I don’t know the reason that the federal government owns such a large share of Nevada.  And when I was in Utah at the Olympics there I heard a similar refrain there.  What they were concerned about was that the government would step in and say, “We’re taking this” — which by the way has extraordinary coal reserves — “and we’re not going to let you develop these coal reserves.”  I mean, it drove the people nuts.  Unless there’s a valid, and legitimate, and compelling governmental purpose, I don’t know why the government owns so much of this land.

So I haven’t studied it, what the purpose is of the land, so I don’t want to say, “Oh, I’m about to hand it over.” But where government ownership of land is designed to satisfy, let’s say, the most extreme environmentalists, from keeping a population from developing their coal, their gold, their other resources for the benefit of the state, I would find that to be unacceptable.

Watch it:

Romney’s statement stands in stark contrast to the conservative tradition of knowing the value of protecting the lands that belong to all of us places for future generations. Teddy Roosevelt, the great Republican conservationist, once said, “Conservation is a great moral issue, for it involves the patriotic duty of insuring the safety and continuance of the nation.”

Public lands in Nevada – and other western states—actually provide an enormous economic boost and sustain hundreds of thousands of jobs.  Indeed, recent Interior Department statistics show that federally managed public lands in Nevada provided over $1 billion in economic impacts and supported 13,311 jobs in 2010. This statistic doesn’t even include the economic impacts of Forest Service lands, managed by the Department of Agriculture).  Recreation, energy and minerals, and grazing and timber all play a part in the economic effects that public lands provide to Nevada.  Activities like skiing at Lake Tahoe, boating at Lake Mead, and hiking at Great Basin National Park all take place on public lands.
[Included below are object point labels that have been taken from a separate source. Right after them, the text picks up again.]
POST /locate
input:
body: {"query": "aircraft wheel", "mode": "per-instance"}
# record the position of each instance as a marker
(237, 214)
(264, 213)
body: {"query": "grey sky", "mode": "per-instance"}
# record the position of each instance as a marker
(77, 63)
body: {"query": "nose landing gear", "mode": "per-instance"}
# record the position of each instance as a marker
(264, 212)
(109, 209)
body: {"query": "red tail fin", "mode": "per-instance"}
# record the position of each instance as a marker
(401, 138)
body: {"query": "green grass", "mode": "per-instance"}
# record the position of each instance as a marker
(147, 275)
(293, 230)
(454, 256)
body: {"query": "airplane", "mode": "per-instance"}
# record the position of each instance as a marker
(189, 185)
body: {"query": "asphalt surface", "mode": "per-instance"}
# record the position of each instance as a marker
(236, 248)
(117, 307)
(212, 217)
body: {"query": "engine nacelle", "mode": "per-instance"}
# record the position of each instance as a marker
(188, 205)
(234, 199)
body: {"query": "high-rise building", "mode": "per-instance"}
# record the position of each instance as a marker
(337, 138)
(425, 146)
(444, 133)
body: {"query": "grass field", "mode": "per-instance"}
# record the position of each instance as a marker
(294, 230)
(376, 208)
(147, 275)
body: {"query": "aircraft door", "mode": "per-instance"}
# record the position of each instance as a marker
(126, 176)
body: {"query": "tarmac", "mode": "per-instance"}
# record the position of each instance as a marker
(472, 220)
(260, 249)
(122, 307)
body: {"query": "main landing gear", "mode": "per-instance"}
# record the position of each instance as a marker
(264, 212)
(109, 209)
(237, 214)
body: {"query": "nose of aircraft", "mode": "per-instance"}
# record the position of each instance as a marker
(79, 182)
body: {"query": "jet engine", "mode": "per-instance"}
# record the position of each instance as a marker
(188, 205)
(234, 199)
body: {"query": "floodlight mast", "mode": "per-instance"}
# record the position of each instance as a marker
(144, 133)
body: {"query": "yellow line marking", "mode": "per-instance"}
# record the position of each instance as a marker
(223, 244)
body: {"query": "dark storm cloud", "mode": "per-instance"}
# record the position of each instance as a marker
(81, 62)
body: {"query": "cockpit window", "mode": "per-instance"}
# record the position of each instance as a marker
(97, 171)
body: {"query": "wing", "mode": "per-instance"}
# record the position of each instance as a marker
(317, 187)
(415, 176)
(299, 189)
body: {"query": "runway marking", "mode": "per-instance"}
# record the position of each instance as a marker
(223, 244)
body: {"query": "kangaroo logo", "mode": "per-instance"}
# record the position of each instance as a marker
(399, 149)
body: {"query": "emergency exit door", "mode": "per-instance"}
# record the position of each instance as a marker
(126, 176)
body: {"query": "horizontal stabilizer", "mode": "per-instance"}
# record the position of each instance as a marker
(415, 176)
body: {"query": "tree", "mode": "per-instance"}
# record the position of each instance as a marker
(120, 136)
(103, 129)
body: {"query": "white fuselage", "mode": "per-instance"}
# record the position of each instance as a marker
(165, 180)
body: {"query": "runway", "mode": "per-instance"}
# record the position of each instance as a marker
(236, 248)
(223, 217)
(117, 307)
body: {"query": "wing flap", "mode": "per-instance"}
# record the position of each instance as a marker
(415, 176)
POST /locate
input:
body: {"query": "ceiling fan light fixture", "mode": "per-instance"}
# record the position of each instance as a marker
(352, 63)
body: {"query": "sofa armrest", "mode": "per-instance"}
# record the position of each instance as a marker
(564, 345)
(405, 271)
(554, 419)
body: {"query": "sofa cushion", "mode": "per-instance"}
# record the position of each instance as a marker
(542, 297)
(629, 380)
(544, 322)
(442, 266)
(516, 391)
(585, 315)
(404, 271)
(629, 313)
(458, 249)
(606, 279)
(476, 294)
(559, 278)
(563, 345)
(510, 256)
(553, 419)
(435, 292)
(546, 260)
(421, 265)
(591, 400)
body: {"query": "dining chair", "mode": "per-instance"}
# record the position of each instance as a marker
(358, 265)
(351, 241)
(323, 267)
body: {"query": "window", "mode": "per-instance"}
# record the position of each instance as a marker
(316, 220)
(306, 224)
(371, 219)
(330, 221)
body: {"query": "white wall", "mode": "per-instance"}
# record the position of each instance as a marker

Even Romney himself once mentioned on the campaign trail that when on vacations with his family when he was young “we went from national park to national park.  And they [my parents] were teaching me to fall in love with America.”

He might want to have a better answer about the purpose and value of public lands before he arrives in Colorado tomorrow.  A recent poll from the Colorado College State of the Rockies Project found that 93 percent of Colorado voters agreed that “Our national parks, forests, monuments, and wildlife areas are an essential part of Colorado’s economy.”

Jessica Goad is Manager of Research and Outreach for Public Lands at the Center for American Progress Action Fund

19 Responses to Romney to Nevadans: I Don’t Know ‘What The Purpose is’ of Public Lands

  1. Lou Grinzo says:

    It’s like listening to George W. Bush he was on acid.

  2. M Tucker says:

    How does someone like Mitt look at “uninhabitable mountains and deserts” and see America the beautiful? By imagining the wealth generated when the land is redeemed by exploiting its resources.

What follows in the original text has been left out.